Monday, September 26, 2011

A few of the things I learned from the Bionic Woman Jaime Sommers

Some of these I have done better than others:

Teach, what ever you give is returned tenfold.

Don't marry unless you really know you love the person.

If you're really strong you don't have to hurt people to show prove it.

Be adaptable.

If possible live on a horse ranch.

Dogs, all animals, suffer too and need understanding, rescue them, especially those others have given up on.

Run free....

Saturday, September 24, 2011

What got me going on this

I loved the Bionic Woman as a kid, I have realized recently how much the TV show and the character of Jaime Sommers helped me develop. I lost that for awhile, but I feel like that influence is back now. And with the series coming out on DVD, the third season coming out next month (MAX! the bionic dog!) I just got really back into the fandom.

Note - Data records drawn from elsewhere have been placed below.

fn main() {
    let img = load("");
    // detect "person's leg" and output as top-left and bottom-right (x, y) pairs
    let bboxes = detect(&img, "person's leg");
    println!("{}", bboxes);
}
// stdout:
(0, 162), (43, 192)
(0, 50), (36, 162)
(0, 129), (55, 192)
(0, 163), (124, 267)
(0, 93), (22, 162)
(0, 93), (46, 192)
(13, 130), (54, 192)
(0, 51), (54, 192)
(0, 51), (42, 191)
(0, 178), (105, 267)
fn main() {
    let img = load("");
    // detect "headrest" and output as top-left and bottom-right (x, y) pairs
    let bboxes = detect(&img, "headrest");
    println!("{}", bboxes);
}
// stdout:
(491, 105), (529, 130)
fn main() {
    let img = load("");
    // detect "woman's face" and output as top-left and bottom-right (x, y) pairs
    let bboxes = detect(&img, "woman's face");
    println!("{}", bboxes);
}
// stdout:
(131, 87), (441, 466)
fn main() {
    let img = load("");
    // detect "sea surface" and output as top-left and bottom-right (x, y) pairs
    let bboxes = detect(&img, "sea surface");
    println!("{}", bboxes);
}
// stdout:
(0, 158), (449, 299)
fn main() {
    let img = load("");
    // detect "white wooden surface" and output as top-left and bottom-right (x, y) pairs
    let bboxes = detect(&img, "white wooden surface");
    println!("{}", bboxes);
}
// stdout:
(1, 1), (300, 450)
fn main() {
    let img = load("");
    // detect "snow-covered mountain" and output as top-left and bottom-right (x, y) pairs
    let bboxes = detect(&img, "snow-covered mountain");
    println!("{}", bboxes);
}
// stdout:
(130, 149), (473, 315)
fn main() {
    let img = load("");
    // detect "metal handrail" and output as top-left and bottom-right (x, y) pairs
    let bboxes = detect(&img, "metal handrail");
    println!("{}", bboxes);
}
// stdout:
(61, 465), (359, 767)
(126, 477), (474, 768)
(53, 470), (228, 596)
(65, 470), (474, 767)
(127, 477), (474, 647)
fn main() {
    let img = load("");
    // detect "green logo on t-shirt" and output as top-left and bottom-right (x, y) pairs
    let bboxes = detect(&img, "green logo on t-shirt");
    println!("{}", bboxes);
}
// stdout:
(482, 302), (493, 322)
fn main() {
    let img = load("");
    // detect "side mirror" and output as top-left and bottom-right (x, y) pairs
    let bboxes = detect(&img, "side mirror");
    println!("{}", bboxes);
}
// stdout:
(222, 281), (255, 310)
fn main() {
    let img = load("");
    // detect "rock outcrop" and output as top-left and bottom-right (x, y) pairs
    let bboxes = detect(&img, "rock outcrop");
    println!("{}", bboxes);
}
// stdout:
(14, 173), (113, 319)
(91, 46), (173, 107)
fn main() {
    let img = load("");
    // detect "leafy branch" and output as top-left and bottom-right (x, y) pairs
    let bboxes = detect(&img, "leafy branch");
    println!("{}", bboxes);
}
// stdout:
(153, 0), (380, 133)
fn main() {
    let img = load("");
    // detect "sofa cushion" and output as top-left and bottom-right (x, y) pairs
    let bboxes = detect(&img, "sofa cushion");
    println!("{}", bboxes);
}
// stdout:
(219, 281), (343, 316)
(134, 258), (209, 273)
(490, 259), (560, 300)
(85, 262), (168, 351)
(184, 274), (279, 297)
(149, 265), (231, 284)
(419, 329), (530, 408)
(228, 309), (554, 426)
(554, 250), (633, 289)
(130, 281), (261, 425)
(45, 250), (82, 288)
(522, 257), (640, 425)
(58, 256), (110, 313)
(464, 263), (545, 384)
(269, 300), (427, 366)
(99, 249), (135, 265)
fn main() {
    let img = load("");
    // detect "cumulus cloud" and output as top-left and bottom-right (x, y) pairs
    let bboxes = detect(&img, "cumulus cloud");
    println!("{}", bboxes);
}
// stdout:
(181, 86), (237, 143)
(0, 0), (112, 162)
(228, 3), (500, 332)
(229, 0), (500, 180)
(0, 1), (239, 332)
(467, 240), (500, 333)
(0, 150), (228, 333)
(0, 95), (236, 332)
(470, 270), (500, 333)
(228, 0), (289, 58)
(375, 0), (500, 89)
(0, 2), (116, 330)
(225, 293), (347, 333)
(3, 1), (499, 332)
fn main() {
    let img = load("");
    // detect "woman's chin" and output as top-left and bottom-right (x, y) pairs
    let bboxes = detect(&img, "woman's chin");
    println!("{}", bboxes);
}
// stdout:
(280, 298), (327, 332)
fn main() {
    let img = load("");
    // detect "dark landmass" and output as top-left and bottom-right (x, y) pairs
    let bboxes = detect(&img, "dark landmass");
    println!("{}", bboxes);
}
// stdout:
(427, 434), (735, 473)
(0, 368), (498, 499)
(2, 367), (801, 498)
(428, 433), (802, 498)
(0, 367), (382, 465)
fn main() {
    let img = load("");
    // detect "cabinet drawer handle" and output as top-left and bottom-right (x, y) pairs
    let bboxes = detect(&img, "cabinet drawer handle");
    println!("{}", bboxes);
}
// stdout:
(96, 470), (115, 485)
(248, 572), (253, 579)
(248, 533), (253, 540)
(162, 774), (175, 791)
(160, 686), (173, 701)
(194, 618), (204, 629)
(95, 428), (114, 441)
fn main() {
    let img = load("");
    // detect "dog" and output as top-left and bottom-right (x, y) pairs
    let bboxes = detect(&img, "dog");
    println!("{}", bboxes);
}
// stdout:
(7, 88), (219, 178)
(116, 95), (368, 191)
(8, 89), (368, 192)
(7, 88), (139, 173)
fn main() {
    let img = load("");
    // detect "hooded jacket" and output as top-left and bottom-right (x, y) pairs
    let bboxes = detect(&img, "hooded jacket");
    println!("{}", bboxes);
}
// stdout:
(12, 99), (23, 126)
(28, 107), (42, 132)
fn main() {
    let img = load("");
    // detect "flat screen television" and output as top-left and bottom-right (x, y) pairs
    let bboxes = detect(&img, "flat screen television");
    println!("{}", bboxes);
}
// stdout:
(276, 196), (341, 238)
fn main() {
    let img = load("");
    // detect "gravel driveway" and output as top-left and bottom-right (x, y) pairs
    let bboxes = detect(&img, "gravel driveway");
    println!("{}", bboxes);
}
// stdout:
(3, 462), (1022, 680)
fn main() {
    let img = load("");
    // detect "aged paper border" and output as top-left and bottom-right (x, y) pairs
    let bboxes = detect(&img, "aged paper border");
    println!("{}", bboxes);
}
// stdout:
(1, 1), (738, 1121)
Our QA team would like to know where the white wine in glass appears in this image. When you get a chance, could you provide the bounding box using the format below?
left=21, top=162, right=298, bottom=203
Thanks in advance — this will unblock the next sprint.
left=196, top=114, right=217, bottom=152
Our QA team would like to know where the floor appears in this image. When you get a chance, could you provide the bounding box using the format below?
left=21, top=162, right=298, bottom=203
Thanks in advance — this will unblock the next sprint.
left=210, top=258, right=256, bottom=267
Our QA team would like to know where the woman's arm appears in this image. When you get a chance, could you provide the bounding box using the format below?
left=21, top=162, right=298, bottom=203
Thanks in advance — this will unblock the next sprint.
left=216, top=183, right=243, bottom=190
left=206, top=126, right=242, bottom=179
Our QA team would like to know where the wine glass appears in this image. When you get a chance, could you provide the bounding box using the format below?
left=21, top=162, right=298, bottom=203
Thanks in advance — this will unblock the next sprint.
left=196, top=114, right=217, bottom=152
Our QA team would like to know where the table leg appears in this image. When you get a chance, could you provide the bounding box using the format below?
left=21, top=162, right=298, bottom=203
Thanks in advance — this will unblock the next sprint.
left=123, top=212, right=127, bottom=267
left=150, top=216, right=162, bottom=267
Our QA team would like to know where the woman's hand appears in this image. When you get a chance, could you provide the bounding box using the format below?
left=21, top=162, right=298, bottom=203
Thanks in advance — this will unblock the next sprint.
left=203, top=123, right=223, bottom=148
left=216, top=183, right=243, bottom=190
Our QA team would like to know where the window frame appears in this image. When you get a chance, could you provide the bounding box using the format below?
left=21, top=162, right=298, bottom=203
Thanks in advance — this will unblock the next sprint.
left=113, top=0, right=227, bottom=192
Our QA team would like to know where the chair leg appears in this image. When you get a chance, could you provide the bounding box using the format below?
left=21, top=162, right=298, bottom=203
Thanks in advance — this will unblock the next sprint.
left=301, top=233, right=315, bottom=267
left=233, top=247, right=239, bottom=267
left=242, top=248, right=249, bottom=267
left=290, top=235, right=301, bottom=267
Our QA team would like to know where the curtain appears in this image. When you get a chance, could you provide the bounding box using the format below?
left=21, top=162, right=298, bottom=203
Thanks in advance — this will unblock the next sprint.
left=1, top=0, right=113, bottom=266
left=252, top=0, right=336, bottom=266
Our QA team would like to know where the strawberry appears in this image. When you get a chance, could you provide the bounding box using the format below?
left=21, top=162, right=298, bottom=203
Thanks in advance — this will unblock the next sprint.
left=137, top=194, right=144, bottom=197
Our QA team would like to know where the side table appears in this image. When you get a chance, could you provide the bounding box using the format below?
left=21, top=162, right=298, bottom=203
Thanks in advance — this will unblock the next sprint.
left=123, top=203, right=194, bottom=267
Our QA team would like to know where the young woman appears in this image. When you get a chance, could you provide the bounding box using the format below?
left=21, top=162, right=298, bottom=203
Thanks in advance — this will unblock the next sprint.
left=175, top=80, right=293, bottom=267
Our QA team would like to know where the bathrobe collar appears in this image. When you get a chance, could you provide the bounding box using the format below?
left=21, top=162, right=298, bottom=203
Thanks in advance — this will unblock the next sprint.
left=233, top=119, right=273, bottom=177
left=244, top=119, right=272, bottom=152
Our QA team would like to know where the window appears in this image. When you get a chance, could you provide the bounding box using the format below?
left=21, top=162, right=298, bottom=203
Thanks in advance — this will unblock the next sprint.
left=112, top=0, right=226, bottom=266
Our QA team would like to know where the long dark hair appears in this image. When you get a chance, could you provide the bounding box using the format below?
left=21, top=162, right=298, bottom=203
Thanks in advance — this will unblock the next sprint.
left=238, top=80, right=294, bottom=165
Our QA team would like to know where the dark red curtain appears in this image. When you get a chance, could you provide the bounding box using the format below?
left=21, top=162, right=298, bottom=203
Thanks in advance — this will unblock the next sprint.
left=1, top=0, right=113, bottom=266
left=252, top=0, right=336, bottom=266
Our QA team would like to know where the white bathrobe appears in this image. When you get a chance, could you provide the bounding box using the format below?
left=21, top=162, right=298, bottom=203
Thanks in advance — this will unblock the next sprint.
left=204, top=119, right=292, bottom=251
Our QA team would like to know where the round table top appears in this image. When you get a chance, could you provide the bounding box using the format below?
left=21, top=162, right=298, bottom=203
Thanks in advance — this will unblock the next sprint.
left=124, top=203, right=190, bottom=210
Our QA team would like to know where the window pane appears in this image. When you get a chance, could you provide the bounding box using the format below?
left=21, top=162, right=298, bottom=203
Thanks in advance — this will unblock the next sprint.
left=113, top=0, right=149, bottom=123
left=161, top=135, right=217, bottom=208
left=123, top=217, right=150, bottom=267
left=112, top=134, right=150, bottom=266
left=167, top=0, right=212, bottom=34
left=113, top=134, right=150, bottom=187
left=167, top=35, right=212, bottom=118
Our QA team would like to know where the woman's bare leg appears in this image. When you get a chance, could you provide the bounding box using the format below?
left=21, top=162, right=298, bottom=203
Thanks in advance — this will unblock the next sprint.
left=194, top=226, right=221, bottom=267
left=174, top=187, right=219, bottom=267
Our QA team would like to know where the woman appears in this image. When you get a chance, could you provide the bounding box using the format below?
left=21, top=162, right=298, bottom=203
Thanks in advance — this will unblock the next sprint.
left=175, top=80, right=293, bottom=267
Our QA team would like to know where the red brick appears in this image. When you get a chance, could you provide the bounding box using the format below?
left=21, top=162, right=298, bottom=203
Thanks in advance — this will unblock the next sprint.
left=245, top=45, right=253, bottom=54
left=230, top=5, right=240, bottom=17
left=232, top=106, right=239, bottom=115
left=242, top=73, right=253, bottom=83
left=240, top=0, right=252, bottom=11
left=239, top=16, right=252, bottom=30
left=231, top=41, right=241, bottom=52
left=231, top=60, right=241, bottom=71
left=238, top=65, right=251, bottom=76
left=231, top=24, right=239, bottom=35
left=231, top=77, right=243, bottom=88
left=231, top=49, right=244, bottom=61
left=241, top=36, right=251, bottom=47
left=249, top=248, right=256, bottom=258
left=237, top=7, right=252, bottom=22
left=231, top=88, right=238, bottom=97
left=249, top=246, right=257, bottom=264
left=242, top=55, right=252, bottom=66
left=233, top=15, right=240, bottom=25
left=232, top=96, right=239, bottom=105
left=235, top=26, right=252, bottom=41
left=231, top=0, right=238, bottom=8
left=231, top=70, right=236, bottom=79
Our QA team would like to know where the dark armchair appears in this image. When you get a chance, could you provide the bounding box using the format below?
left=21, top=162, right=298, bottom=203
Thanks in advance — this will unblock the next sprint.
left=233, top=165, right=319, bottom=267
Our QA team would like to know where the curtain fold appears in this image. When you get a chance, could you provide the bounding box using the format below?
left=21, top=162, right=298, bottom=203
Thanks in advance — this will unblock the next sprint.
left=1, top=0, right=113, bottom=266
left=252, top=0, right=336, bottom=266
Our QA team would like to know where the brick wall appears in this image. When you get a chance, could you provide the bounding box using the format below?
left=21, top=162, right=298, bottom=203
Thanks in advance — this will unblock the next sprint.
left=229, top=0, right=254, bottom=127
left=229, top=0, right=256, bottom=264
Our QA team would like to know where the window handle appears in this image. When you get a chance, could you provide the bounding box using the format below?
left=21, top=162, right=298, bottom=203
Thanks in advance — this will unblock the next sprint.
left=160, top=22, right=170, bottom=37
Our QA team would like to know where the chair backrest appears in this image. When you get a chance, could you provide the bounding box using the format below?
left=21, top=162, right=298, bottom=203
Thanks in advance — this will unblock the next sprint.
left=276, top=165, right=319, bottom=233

The star of the series (because we're talking the original), Lindsay Wagner, has appeared on some episodes of Warehouse 13. In this season there was an exchange, perhaps a message to her Bionic Woman fans. She had two men vieing for her attention.  One was an old lover (Rene Auberjonois who had appeared with her playing an artist, forger, in the BW episode "The DeJon Caper"), who drew a picture of  her looking as she did in BW as it would have been about that time, another someone who came into her life recently. The latter expected her to reunite with her old lover, but she showed him the drawing and said something like "when he looks at me he still sees this young girl. She's inside of me, but she's not me. When you look at me you see me."

I realized that I do see how she's grown, the things she's done since then, changes. But I still want to be that young girl!  Or what she might have become. And not necessarily what Lindsay has become, although I'm not saying that's bad but she's a real person and I'm not her. I'm not Jaime either, but at least it seems a little less creepy to want to be a fictional character than it does someone who's living a real life.

So for how Lindsay Wagner developed since the Bionic Woman you should go to her websites LindsayWagner.com and Lindsay Wagner's "Quiet the Mind & Open the Heart".  This will be bits and pieces of how this show influenced me in my life. And how I failed to live up to it and how I got back. So this is about me, not bionic, but still trying to be Jaime. Sort of.